The cost of the Clinton-backed policy in Syria has been staggering. As many as 560,000 people have died, and half the population has been displaced, while the World Bank has estimated total war damage at $226 billion, roughly six years’ income for every Syrian man, woman, and child. A cockeyed memo thus helped unleash a real-life catastrophe that refuses to go away. It’s a nightmare from which Trump is struggling to escape by trying to withdraw U.S. troops in his confused and deluded way. And it’s a nightmare that warmongers from arch-neocon John Bolton, Trump’s national security adviser, to “liberal” House Speaker Nancy Pelosi, to Hillary Clinton are determined to keep going.

Worth a full read:

Media Worried US Won’t Occupy Syria Forever

In December, President Donald Trump said that he planned to withdraw the US troops from Syria, which number between 2,000 and 4,000. Trump’s claim was widely condemned in corporate media, demonstrating the commentariat’s shared belief in American benevolence toward other peoples, in Washington’s alleged right and duty to decide other countries’ fates, and in the forever war the US supposedly has to wage in the Middle East.
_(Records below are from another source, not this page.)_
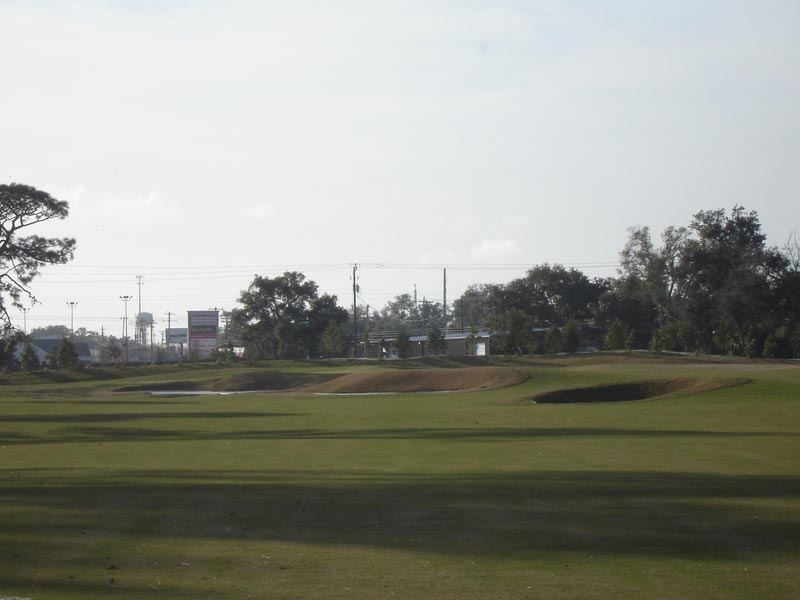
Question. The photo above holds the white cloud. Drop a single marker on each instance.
(261, 211)
(493, 249)
(144, 207)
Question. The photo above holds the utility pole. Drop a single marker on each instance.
(444, 294)
(125, 300)
(169, 327)
(355, 312)
(72, 305)
(139, 325)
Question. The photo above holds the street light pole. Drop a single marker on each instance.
(125, 300)
(72, 305)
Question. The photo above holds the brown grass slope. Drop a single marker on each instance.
(245, 382)
(635, 390)
(422, 380)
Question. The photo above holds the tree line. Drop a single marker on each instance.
(712, 286)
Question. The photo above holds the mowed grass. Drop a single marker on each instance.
(477, 494)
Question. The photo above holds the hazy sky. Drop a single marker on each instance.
(199, 143)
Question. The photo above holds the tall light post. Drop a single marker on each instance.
(72, 305)
(125, 300)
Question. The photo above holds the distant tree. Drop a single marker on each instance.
(630, 340)
(23, 206)
(30, 360)
(9, 340)
(570, 337)
(436, 341)
(615, 336)
(332, 339)
(770, 347)
(472, 341)
(512, 330)
(63, 355)
(553, 341)
(282, 317)
(656, 345)
(403, 343)
(111, 353)
(471, 308)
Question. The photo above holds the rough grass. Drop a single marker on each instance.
(423, 380)
(463, 495)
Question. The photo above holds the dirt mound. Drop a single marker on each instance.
(638, 390)
(243, 382)
(269, 380)
(422, 380)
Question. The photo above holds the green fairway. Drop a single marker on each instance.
(472, 494)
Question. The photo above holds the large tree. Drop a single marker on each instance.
(21, 257)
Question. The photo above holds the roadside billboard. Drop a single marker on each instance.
(203, 332)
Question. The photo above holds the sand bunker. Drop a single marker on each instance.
(422, 380)
(639, 390)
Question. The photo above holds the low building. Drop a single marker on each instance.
(459, 343)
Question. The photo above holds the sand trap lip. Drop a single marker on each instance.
(632, 391)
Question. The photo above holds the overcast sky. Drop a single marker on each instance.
(199, 143)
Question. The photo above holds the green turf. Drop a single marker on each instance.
(457, 495)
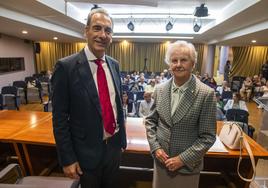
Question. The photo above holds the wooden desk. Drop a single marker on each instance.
(14, 122)
(37, 130)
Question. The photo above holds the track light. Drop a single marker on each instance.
(169, 26)
(131, 26)
(197, 25)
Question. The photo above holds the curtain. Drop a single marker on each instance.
(131, 56)
(247, 61)
(50, 52)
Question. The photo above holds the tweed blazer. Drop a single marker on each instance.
(191, 131)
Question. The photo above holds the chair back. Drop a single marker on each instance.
(237, 115)
(227, 95)
(29, 79)
(9, 90)
(20, 84)
(139, 96)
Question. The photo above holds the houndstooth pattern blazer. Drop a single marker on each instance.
(191, 131)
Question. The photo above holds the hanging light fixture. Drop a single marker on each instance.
(169, 26)
(197, 24)
(131, 26)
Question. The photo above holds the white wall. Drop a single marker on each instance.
(14, 47)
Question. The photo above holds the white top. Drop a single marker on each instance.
(230, 104)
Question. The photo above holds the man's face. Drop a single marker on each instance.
(181, 64)
(99, 34)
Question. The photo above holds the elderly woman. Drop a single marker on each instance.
(182, 125)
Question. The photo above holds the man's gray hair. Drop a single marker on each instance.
(98, 10)
(178, 45)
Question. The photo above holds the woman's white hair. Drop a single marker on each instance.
(179, 45)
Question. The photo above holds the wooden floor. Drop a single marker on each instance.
(255, 117)
(255, 114)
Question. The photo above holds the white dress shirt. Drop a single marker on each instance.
(93, 67)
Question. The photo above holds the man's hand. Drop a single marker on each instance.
(174, 163)
(72, 171)
(161, 155)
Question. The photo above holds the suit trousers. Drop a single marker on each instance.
(104, 176)
(163, 178)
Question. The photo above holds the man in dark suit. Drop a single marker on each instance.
(88, 117)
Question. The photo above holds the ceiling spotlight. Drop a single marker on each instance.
(197, 25)
(131, 26)
(169, 26)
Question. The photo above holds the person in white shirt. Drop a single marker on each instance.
(236, 103)
(224, 87)
(150, 87)
(145, 105)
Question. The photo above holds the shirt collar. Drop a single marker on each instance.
(90, 56)
(183, 87)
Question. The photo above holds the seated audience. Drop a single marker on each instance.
(142, 82)
(150, 87)
(128, 106)
(223, 87)
(236, 103)
(127, 80)
(220, 111)
(264, 89)
(257, 86)
(145, 105)
(135, 87)
(246, 89)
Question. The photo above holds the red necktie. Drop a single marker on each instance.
(105, 102)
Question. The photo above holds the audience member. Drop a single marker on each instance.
(246, 89)
(128, 106)
(223, 87)
(236, 103)
(150, 87)
(145, 105)
(227, 69)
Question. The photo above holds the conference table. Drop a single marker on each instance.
(26, 129)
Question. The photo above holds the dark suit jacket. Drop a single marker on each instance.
(77, 120)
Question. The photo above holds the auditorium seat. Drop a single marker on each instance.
(10, 97)
(11, 176)
(22, 90)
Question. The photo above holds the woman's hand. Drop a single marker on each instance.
(161, 155)
(174, 163)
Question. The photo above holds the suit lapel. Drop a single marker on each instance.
(186, 101)
(88, 80)
(165, 104)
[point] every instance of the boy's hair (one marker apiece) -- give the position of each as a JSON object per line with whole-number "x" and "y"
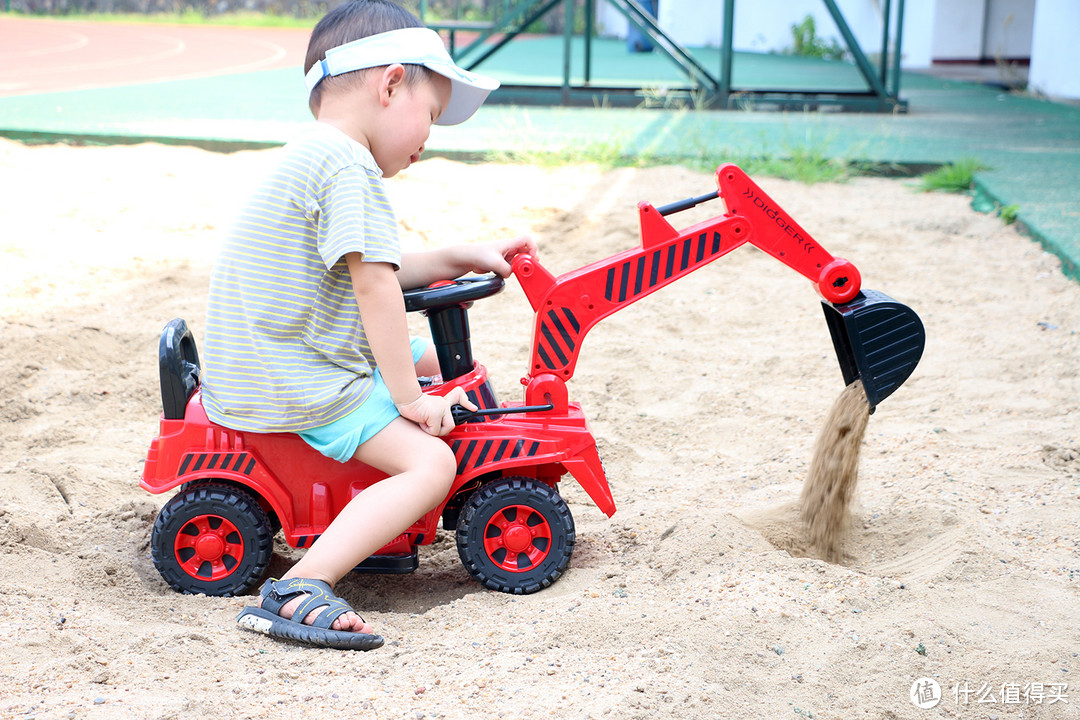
{"x": 352, "y": 21}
One consistent theme in the coverage was the view that US troops need to stay in Syria because ISIS still exists. Another is that US forces must remain there because the governments of Russia, Syria and Iran want the US to leave. A New York Times editorial (12/19/18) said it would be “dangerous” for the US to withdraw from Syria. “No one wants American troops deployed in a war zone longer than necessary,” the editors claimed. The paper endorsed the perspective that “the job” of fighting ISIS “is not yet done,” going on to write that, "an American withdrawal would also be a gift to Vladimir Putin, the Russian leader…. Another beneficiary is Iran, which has also expanded its regional footprint."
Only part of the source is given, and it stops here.